PEUGEOT 208
Nie polecamy silnik 1.0 benz.
Temat podstawowej wersji silnikowej powraca jak bumerang. Także w Peugeocie z segmentu B. Najtańsza odmiana tego modelu ma silnik 1.0 o mocy 68 KM, zupełnie niewystarczający do sprawnej jazdy po mieście i w trasie. Aż 14 sekund od 0 do 100 km/h to zdecydowanie zbyt dużo. Z takiej dynamiki mogą być zadowoleni tylko wyjątkowo cierpliwi kierowcy.
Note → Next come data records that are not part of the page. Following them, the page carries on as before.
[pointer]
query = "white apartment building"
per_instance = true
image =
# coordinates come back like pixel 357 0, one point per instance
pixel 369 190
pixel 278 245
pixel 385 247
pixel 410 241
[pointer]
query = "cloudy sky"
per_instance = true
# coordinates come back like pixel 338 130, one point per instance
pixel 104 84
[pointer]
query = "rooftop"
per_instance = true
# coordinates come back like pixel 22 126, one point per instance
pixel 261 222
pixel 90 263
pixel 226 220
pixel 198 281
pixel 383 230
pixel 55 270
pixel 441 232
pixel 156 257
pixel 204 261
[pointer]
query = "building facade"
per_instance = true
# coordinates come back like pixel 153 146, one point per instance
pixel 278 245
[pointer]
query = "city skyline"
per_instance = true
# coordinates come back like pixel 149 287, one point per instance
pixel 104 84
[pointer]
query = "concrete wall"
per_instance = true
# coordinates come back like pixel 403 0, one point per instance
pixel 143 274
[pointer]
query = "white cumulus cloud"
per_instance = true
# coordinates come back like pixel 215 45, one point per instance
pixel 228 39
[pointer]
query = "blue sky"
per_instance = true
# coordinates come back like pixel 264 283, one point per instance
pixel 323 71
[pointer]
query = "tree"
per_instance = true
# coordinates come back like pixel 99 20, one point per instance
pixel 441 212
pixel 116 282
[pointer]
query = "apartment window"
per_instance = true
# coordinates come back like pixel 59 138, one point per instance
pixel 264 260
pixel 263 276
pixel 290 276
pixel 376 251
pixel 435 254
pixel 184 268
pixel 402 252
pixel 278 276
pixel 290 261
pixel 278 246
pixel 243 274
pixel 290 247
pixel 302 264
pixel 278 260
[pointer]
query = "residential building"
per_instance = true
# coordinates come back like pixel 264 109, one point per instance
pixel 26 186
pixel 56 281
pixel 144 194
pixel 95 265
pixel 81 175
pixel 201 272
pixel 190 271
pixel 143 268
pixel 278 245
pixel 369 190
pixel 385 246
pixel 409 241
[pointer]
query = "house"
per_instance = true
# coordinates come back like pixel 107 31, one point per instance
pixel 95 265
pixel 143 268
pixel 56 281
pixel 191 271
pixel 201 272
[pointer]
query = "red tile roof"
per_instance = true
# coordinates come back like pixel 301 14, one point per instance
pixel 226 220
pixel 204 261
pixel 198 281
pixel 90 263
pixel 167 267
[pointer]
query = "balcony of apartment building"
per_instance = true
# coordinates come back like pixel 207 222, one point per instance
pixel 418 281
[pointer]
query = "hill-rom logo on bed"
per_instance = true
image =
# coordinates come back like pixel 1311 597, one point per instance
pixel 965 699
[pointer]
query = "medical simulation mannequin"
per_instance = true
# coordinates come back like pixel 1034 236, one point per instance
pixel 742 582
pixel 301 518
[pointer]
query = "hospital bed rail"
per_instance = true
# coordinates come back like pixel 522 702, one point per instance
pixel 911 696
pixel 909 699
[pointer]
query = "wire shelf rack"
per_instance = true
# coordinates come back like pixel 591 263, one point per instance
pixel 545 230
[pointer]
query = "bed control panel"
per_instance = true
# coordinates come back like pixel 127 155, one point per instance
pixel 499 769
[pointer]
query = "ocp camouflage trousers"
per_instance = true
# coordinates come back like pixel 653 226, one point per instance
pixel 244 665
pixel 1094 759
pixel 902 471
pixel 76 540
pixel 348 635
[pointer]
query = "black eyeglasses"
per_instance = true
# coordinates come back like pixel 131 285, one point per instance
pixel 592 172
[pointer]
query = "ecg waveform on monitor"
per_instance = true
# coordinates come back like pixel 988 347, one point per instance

Polecamy - silnik 1.2 benz.
Nabywcy Peugeota 208 są w dobrej sytuacji. Muszą dopłacić tylko 4000 zł w ramach tego samego poziomu wyposażenia i mogą cieszyć się lepszymi osiągami. Co prawda trzycylindrowy silnik 1.2 nie brzmi szczególnie pięknie, ale jeździ przyzwoicie. Jego zaletą jest też niskie zużycie paliwa.

HYUNDAI IX35
Nie polecamy - silnik 2.0 CRDi 136 KM
Hyundai i Kia to marki jednego koncernu, dlatego zachodzi między nimi analogia. W tym przypadku z modelem Sportage. Jeśli ktoś decyduje się na kupno ix35 z turbodieslem pod maską, to lepiej, by zrezygnował z dwulitrowca o mocy 136 KM. Ten silnik zapewnia niezłe osiągi, ale w codziennej eksploatacji niezbyt oszczędnie obchodzi się z paliwem. Szkoda.
Polecamy - silnik 2.0 CRDi 184 KM
Wykładamy dodatkowo jedynie 3000 zł, a więc nawet mniej niż w przypadku Sportage i przy tym samym poziomie wyposażenia mamy pod maską dodatkowe 48 KM. A przy tym nieporównywalnie lepsze osiągi i zużycie paliwa na podobnym albo nawet niższym poziomie niż w wersji 136-konnej. Za te pieniądze naprawdę nie warto rezygnować z tak interesujących profitów.

VOLKSWAGEN PASSAT
Nie polecamy - silnik 1.4 TSI
Cóż z tego, że silnik 1.4 TSI zapewnia dobre osiągi, jeśli stwarza ryzyko wystąpienia poważnych awarii. Ich konsekwencją może być bardzo silny drenaż portfela. Największe problemy stwarzają łańcuch rozrządu, tłoki i pierścienie tłokowe, sprzęgło w napędzie sprężarki oraz wtryskiwacze.
Polecamy - silnik 2.0 TDI CR
Dwulitrowy turbodiesel VW może się źle kojarzyć, bo w wersji z pompowtryskiwaczami w układzie zasilania był wyjątkowo awaryjny. Teraz jednak 2.0 TDI ma wysokociśnieniowe zasilanie typu common-rail i zmienioną konstrukcję, dzięki czemu przestał sprawiać kłopoty. W Passacie sprawdza się znakomicie.